As they walked up the road to his car, Beecher said, “Don’t let this upset you.”
She looked up at him suddenly. “Is that why you don’t want to work for him?”
“Because he’s brutal with his dogs? No. But he’s made them like it. That’s something to think about, you know.” He opened the door of his car. “Let’s not spoil our evening with this.”
“All right. What’s the Irishman’s like?”
“You’ll see.”
6
The irishman’s pub had the dimensions of a railway coach; it was a narrow and dimly lit haven for anyone weary of castanets, flamenco, and the bright, boisterous tones of the Spanish bars and cafés. There were murals of city scenes done in a heavy black line on the blue-gray walls, and no entertainment except muted recordings of show tunes, and an occasional irrelevant bit of Gilbert and Sullivan. The Irishman served free hors d’oeuvres, and the bar was stocked with Scotch and Irish whiskies, bonded American bourbons, and French cognacs. When business slacked off for any reason, the Irishman, who was a shrewd practical psychologist, simply raised his prices, and this brought the crowds back in a hurry. The prices at the Irishman’s were a stable complaint of the foreign colony, and anyone who hadn’t suffered them at firsthand was bound to feel left out of things.

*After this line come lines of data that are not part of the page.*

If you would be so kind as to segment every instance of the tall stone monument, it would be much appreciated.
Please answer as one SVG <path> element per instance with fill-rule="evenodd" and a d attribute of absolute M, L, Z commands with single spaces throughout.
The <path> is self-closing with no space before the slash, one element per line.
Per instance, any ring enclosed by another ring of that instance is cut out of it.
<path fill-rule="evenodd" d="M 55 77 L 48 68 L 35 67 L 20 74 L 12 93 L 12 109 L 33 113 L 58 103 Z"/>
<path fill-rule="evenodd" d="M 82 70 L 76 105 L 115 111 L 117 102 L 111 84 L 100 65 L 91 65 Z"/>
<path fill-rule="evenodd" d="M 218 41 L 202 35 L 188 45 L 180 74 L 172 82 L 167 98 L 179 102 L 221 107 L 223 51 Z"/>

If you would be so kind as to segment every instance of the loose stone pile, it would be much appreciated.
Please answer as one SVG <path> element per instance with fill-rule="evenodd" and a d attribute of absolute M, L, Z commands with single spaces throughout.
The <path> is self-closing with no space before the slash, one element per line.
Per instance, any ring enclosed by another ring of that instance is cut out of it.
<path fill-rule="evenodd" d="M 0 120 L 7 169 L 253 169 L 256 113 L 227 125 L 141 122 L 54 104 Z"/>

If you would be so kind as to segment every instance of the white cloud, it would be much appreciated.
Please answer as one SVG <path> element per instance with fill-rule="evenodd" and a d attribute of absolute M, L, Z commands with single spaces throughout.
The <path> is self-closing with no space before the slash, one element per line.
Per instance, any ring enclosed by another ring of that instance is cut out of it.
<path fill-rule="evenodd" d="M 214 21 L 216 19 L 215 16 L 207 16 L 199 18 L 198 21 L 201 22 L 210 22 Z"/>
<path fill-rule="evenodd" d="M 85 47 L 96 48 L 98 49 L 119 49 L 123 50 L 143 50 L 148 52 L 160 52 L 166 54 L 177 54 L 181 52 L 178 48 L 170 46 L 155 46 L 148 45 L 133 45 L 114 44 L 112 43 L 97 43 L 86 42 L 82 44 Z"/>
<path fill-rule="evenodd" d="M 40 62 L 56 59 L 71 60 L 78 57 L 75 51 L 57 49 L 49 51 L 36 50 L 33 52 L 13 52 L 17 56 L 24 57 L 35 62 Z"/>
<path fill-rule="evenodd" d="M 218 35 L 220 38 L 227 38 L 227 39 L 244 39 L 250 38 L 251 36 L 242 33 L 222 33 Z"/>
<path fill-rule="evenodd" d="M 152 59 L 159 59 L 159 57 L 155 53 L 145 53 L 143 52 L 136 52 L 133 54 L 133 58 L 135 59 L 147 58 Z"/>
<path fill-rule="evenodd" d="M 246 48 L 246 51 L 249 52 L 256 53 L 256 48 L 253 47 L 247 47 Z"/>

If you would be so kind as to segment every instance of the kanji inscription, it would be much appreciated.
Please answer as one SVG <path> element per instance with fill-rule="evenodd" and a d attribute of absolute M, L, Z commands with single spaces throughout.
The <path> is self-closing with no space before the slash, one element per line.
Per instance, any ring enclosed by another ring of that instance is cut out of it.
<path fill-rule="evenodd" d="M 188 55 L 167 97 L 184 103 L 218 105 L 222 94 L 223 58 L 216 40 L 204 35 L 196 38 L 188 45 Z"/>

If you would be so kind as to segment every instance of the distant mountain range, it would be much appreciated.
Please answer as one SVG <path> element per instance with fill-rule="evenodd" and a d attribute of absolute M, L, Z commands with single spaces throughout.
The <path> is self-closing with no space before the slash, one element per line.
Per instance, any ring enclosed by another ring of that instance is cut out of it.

When he came in Beecher saw that Trumbull and Nelson were sitting alone at a table in the rear of the room. They looked mournful and tight. Beecher joined them and introduced Laura, which caused them to perk up immediately.
“Bastard’s going home,” Nelson said, pushing ineffectually against Trumbull’s big shoulder. “Defecting. Bloody coward.” He took Laura’s hand and stared at her solemnly. “Welcome to Spain.”
Beecher ordered drinks. Laura was delighted with Trumbull and Nelson, he could see, and they were fired by her attention, flattered by her smiling and incredulous reaction to their nonsense. She made them feel important. They wanted to tell her how it was, how it had been, how it would be. Any good-looking young girl would have made the same impression on them, he decided philosophically. They hit it off with her instantly and intimately, and he realized that he did not; the touchstone was their youth, the warm and sympathetic awareness of sharing the same niche in time.
“Will you excuse me a second?” he asked.
“Formality, yet,” Trumbull said. “To the latrine and be done with it, O lurking conscience in our wee-wee Gomorrah.”
“Gomorrah and Gomorrah and Gomorrah,” Nelson intoned in sepulchral tones. “Creeps in this petty place abound and abound and abound.” He began to sing. “Sodom-day I’m going to murder the bugg-er.”
Laura was laughing. “Please stop it. You’re both crazy, you know that, don’t you?”
Beecher walked to the bar and sat down. He felt tired and old. The Irishman said, “What’s your pleasure, Mike?”
“Nothing, thanks. I’ve got a drink at the table.”